Query Language Details

Some documentation can be found at: http://www.hti.umich.edu/sgml/pat/pat50manual.html

Some additional material from past workshops concerning Query Language is available.

We're going to start out in user mode, and shift into what's called {quieton} and {quieton raw} once some basic concepts have been demonstrated. In the first few sections, I'm going to non-chalantly introduce items that I won't fully explain until the section on operators and relationships.

We're going to start with just the regions that the sgmlrgn step gives us, because the stunts we learn here will make the fabricated regions step a lot easier to think about.

Invoking `pat50`

We've come all this way to in the end type a command like:

% pat50 /l1/idx/b/bosnia.bosnia.dd

Identifying Points

In XPat a point is some unique byte offset in the full text under consideration, corresponding to those places where XPat was told to begin sistrings. We get a set (see below for a more formal discussion of sets) of points by performing a search for a string or a particular offset:

>> "mulberry"
>> "mulberry "
>> mulberry
>> [118312]

The first finds all sistrings that begin with mulberry, the second finds those that are "mulberry" exactly, third finds the byte offset for the byte 118312, and the fourth is the same as the first.

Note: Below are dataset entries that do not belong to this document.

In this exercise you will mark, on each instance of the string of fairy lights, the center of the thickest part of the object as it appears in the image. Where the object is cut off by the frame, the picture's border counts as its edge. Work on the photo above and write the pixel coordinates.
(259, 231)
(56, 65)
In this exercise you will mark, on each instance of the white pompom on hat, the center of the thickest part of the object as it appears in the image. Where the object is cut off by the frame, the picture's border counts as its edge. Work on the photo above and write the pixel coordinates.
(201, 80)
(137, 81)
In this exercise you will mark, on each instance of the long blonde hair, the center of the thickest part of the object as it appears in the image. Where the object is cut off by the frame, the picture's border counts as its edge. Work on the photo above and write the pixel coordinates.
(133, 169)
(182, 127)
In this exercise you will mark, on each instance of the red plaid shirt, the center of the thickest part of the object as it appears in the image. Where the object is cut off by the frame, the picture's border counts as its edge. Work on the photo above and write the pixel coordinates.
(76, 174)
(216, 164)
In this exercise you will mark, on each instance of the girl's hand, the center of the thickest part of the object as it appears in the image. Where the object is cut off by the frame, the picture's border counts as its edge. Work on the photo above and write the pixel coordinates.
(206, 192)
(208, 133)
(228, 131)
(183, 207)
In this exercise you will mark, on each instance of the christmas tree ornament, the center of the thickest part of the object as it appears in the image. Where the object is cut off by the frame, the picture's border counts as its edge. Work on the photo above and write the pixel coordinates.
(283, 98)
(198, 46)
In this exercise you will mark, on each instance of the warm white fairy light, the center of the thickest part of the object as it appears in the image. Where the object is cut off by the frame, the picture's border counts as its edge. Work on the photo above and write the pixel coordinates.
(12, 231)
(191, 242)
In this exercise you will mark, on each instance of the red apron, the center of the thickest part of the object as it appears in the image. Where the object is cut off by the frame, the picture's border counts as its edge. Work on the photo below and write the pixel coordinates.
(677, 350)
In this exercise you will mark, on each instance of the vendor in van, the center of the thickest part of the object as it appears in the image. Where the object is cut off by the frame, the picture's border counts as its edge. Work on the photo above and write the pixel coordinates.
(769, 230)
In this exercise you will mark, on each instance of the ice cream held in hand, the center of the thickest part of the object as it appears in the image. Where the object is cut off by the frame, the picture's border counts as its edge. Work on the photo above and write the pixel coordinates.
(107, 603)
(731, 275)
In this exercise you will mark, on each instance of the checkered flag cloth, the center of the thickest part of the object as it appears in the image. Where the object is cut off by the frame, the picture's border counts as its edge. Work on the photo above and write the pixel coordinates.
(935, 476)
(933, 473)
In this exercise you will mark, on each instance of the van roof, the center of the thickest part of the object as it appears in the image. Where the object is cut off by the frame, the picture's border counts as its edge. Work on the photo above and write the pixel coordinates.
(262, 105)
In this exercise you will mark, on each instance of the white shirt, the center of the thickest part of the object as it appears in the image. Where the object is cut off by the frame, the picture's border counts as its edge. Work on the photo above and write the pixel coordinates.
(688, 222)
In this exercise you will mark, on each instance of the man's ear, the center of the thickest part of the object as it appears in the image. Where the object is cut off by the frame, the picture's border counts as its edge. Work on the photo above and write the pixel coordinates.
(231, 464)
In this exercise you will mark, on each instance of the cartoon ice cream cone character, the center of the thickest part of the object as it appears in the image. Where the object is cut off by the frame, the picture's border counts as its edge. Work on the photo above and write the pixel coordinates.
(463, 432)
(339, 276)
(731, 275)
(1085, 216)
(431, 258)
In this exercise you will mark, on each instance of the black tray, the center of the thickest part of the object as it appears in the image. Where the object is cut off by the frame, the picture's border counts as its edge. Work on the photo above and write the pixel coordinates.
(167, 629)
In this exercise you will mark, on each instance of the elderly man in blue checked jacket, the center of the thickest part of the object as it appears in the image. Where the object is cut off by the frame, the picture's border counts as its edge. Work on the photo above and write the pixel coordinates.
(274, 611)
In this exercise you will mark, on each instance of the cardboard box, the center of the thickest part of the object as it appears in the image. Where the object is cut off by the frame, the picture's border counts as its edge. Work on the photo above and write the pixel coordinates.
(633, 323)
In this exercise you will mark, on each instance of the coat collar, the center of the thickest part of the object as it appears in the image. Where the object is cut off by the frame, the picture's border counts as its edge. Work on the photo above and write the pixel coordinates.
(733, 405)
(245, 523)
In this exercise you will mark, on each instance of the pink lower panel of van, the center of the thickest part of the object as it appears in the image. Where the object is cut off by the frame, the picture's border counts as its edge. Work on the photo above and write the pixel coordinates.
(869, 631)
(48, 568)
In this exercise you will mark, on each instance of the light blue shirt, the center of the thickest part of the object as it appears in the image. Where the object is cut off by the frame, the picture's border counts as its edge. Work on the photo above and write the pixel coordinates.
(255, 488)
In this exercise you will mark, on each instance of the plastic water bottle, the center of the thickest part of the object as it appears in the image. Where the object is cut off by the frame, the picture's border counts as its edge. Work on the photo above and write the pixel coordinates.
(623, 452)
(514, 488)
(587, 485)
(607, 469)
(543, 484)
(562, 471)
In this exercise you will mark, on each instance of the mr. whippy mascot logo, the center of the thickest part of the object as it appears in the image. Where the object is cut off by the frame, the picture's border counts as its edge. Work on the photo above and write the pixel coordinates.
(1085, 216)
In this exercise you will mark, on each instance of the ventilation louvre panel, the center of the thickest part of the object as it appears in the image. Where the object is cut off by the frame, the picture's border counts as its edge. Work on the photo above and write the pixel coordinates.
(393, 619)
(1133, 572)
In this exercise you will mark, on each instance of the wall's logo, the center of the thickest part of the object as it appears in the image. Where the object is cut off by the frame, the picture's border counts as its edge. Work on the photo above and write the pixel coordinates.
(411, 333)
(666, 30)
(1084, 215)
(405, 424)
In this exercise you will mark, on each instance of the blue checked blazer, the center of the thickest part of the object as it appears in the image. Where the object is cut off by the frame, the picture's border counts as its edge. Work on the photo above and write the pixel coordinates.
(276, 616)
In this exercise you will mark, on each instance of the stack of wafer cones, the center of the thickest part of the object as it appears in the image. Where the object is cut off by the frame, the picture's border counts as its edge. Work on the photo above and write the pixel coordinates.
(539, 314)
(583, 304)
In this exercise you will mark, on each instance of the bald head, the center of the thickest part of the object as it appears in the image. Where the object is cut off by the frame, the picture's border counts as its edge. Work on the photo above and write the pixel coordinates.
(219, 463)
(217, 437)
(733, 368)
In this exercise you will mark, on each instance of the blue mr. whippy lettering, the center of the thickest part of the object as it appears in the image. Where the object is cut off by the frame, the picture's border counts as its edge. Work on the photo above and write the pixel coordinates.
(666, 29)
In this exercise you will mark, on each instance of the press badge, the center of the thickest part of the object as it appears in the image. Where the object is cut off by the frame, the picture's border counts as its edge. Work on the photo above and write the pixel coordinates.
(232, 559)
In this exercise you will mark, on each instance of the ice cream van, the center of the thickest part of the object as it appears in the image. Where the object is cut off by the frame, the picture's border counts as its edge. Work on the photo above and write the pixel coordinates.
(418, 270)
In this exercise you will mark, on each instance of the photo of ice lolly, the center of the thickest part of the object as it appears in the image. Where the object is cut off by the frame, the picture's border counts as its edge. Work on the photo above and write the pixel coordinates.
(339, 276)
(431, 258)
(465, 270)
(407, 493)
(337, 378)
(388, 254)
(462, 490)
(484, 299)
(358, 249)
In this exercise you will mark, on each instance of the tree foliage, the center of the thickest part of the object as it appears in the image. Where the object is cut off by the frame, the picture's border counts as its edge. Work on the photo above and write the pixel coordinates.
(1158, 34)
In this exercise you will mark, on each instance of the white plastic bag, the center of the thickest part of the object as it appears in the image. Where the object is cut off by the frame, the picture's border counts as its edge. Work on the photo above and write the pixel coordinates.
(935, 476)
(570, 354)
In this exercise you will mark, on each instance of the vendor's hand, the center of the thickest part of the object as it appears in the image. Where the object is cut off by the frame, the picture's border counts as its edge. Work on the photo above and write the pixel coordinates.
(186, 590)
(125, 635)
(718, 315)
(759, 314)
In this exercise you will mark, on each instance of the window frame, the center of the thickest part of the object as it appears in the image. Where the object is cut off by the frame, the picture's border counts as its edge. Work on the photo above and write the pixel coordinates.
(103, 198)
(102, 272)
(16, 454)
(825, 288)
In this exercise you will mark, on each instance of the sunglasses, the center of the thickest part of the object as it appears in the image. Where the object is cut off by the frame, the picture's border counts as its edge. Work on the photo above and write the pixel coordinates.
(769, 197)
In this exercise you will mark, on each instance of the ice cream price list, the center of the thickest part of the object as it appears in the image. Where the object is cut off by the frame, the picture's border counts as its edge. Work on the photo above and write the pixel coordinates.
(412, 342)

Searching for something that doesn't exist in the database gets you zero results, or a point set with zero members:

>> "syzygy"
  4: no match

NOTE: XPat supports the history command, through which you could get a list of all sets created in the session, and the command that created them.

>> history

Identifying Regions

A region in pat50 is a span of text comprising zero or more bytes. sgmlrgn50 wants to create some for us by default (please see the sgmlrgn step discussion), creates DTD-determined regions in the sgmlrgn step, and permits the creation of new "fabricated" regions.

The {ddinfo regionnames} command will list all the currently-defined regions, and from this list we can find out about particular regions:

>> region DIV1
  1: 113 matches
>> region "A-NODE"
  2: 125 matches

That is, the region command followed by the name of some region (remembering that regions with non-alphanumerics in its name must be double-quoted) evaluates to the number of members in that region. There are 113 DIV1 regions and 125 A-NODE regions above.

We'll say more about the definitions of regions like A-NODE and DIV-T in the sgmlrgn step discussion.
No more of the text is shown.